I have a bad hip from playing football in my teens and will definitely not be able to walk well. I can use some help. I will also be almost deaf on both ears. I will get some hearing aids but their usefulness for my deafness will be interesting to discover.

I decided to write elaborately on my deafness because it exposes a lot of problems in public health in Nigeria. I don’t know how my case was handled as a toddler. Could l have been operated as a baby and healed for life? That is probable.

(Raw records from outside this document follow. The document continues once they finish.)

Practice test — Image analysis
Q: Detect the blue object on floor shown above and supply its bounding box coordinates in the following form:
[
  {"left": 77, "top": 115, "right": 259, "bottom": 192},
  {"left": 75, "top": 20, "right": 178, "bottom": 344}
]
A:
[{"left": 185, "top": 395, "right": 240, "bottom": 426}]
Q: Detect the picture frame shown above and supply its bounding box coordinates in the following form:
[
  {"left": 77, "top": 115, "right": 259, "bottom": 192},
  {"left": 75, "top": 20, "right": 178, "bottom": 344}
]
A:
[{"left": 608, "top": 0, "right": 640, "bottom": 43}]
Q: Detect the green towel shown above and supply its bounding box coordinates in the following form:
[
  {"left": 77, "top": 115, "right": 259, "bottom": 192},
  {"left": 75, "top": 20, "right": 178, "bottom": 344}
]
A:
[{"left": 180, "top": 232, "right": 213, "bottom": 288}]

But with time, I became aware that despite the availability of good health system in Nigerian up till the 1980s, there were lapses in the system that made it difficult to correct my hearing defect. That part was unfortunate.

An operation was botched. One friend told me my death on the doctor’s table was postponed! But I trusted the health system in Nigeria in 1986, even though the nurses were mischievous.  I blame the botched operation on the nurses. I think they were insincere and that is so sad to remember now.

What is the present state of health care delivery in Nigeria? In one word, disaster!

Nigerian politicians and policy makers must think about the citizens and work hard to ensure that health care delivery system is improved and adapted to the demands of a fully-blown rural and urban populations. The ordinary citizens must be given the benefits of affordable health care system where life is a priority.

As a teenager, I risk my life and travelled the miles. Then l walked the roads to the doctors in Lagos, Nigeria. I am the man with the golden ears.

If any Nigerian politician, including the president, wishes to travel abroad for medical reasons, they should be barred from doing so. In a country of more than 170m people, politicians who cannot deliver should be dismissed. They even deserved my mother’s correctional slaps.